If you need training on using the products that your company is selling then you will be better served by being trained internally.
Jeremy: I really think that it depends on what you are training for and the profile of the trainer more than on external vs internal training. If you need training on using the products that your company is selling then you will be better served by being trained internally. Same thing if one of your colleagues has a proven track record of being great at training new team members. But if you are trying to learn a new skill it is best to look for training opportunities outside of your team and company. It could be that you are looking to learn how to manage and Adwords account or implement a new sales process. There is also a reason why we need professional trainers – not everyone is good at passing down or sharing knowledge.
It is also extremely valuable to get a fresh view on things or discover new ways of doing things. It can range from a negotiation technique to learning about a new marketing software. Getting out of the office always offer a new perspective!
Kristina: It depends on what it’s for. If it’s to do with the brand or using a particular software, internal is fine. External training is good for getting a fresh perspective on how you do things. I’m currently doing a copywriting course and the lessons I’ve learned from it have proven to be invaluable both at Cronofy and other projects that I’m working on.
Tell us about a training session/course that you found valuable.
Alex: Internal training sessions with sales manager and team: we listened to sales calls/demo and dissected how the call went, where I or other colleagues slipped up, missed a valuable piece of information, or when we asked good/poor questions.

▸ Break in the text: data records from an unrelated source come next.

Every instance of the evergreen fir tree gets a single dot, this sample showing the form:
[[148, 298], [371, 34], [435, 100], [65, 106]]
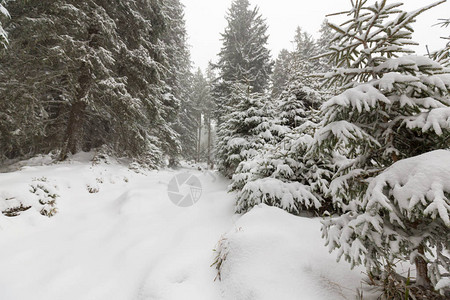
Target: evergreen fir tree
[[101, 77], [390, 108], [3, 35], [245, 130], [280, 76]]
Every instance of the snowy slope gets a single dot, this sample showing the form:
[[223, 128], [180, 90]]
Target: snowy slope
[[129, 241]]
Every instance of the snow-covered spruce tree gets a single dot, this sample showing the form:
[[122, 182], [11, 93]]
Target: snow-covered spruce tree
[[201, 98], [246, 129], [179, 76], [281, 174], [280, 75], [390, 108], [244, 57], [100, 77], [443, 55]]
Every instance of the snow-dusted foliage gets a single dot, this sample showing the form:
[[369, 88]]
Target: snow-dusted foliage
[[249, 126], [404, 214], [3, 34], [283, 175], [244, 57], [105, 73], [391, 107]]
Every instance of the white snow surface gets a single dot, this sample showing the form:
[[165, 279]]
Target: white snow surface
[[129, 241]]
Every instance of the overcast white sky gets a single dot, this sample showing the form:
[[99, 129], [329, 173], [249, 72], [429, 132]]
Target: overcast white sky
[[205, 20]]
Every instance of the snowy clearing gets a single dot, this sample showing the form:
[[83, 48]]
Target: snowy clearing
[[129, 241]]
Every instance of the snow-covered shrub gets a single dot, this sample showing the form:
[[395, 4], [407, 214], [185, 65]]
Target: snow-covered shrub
[[390, 108], [404, 214]]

The best training method I have experienced. (Something I would like to see happen at Cronofy).
Amy: My most valuable training came from a mentor. As we had a friendship she cared for both my professional and personal development. She reassured me when I was most apprehensive and helped me transition from just another graduate to a respected to co-worker who can stand on her own two feet.
We listened to sales calls/demo and dissected how the call went, where I or other colleagues slipped up, missed a valuable piece of information, or when we asked good/poor questions.
Jeremy: I have attended a lot of training sessions and workshops throughout the year. Mainly to develop my marketing skills or learn more about management. But the most valuable course I went to was actually a sales session where I learned about the SPIN methodology. This methodology is based on learning prospects’ requirements through asking very open yet specific questions and it is something I have found very useful in all aspects of my life. It also helps getting to know people better and building stronger relationships!
Kristina: Copy School has made a big difference to my confidence as a writer. It’s cemented some of what I learned at university, while also teaching me more about the psychology of the sales process. One of their messages that stands out for me is that your copy should be your ‘virtual salesperson’. I try to remember this when writing copy – my aim is to make Alex and Adam’s lives a little easier!
What’s one lesson you learned – either from an internal or external training session – that’s stuck with you? Why did it stick with you?
Alex: Making sure that everything you discuss is specifically of value to your prospect or relevant to the team member you are talking with.
Amy: That if you don’t show up, you deny others the opportunity to learn from you.
Everyone is valuable and it’s no good to place yourself on a pedestal. You should show up for your team and empower them with your skillset too.
If you don’t show up, you deny others the opportunity to learn from you.
Jeremy: There is no shame in not understand something. Just don’t keep it to yourself as it can hurt you or your company in the long run if people around think you are all on the same page. Raise your hand, ask a question and get your answer now and then.
Kristina: Self-care is important. You’re useless to friends, family, and colleagues if you don’t look after yourself first.